To Mourinho this is all unexplored territory and he seems to have no answers. Flailing like an octopus hanging from a hook, he fires the club’s popular doctor in very questionable circumstances and talks to the media about his players in a way that he never did. He brings on Nemanja Matic as a substitute and then substitutes him: a slight guaranteed to utterly destroy a player’s confidence.

The cocktail glass has shattered. The players no longer see their manager as worthy of adoration, nor themselves as the best in world. All that’s left is the blaming, the vitriol, the toxic outpourings.

Considering he’s such a masterful tactician, prepared for every eventuality in a game of football, it’s hard to believe that there was no ‘Plan B’ in Mourinho’s brain.

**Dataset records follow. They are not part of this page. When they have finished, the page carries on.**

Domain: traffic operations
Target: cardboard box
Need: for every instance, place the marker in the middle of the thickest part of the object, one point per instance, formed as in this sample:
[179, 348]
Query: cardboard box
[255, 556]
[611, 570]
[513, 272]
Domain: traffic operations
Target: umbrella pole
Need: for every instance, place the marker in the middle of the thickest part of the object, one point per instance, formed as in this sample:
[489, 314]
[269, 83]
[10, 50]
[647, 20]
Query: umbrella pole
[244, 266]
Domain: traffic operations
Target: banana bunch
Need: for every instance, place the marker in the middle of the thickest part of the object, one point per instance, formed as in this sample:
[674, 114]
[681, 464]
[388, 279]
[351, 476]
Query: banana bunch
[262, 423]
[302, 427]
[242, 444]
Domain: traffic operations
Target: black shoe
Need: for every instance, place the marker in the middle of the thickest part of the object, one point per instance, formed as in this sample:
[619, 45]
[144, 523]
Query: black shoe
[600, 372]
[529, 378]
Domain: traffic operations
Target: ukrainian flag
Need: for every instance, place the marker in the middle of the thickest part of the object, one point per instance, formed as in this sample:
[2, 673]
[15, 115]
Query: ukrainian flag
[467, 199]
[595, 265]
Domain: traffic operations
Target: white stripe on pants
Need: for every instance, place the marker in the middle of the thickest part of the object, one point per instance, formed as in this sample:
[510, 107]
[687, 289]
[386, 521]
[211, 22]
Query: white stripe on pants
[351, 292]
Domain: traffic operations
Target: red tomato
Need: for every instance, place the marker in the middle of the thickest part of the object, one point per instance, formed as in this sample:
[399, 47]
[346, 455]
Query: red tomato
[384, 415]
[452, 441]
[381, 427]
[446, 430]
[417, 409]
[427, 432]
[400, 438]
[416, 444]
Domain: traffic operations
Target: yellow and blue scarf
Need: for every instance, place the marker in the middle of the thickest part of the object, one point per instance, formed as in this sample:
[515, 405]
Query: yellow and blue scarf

Did he really believe he’d never fail? If so, such arrogance guaranteed he was doomed from the start.

Despite the efforts of others to mock, it feels comfortably familiar watching Chelsea tumble down the league. We were always an inconsistent club that might dazzle or bore. All that ‘grinding out’ Mourinho wins was difficult to endure. This feels like a real Chelsea team.

©Charlie Adley


Unknown said...

isnt it funny though, that him and the now ex/ex manager of man.united the twu most obnoxious to officials of the game were the most successful at it. remember fergie time?

Charlie Adley said...

How could I forget Fergie time? I think the difference is that Fergie was able to intimidate officials whereas Jose just annoys them. Good observation though. Thanks.

Cleanhouse MK said...

Charlie, I've always admired your writing but your analysis in this article is beyond what any football pundit would come up with. Well done!

P.S. Although I'm not a Chelsea fan, it saddens me to see Mourinho fail.